I could never choose just one of the picture book biographies of Italian cyclist Gino Bartali over the other, since the authors of both these outstanding books have given me the generous gift of their time and attention to critique my work.
And to be fair to Bartali himself—someone so courageous deserves to be the subject of at least two books. He could have chosen to be remembered as a two-time Tour de France champion, with championships an amazing 10 years apart. His first happened in 1938 when he was 24 years old, and his second came in 1948, when he was 34, an advanced age for a world-class cyclist.
It’s what happened between those two championships that demonstrated Bartali’s courage and grit. By delivering documents hidden in the hollow places of his bicycle to evade Nazi soldiers, Bartali helped 800 Jewish people and 50 English soldiers. He never even talked about it after the war was over. He never thought of himself as a hero.
A quote from Bartali appears as a prologue to Hoffman’s The Brave Cyclist. “If you’re good at a sport, they attach the medals to your shirts and then they shine in some museum.
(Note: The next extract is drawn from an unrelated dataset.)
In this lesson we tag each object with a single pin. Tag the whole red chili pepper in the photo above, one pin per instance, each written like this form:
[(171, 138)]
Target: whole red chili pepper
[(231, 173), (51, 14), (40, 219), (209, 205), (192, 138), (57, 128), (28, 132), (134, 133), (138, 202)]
That which is earned by doing good deeds is attached to the soul and shines elsewhere.” The back cover of Hoyt’s Bartali’s Bicycle has a more succinct version: “Some medals are pinned to your soul, not your jacket.”
Both books are masterfully illustrated by Italian artists. Iacopo Bruno chose stylistic close-up illustrations in bold colors in a vertical orientation for Bartali’s Bicycle. Chiara Fedele’s illustrations for The Brave Cyclist are more muted and realistic and fill horizontal spreads.
The Brave Cyclist shows us Bartali as a youth, in a struggle to win the Tour de France, and all the way through winning his second Tour de France. Bartali’s Bicycle focuses closely on the war years.
Kudos to both authors for shining a light on a deserving subject!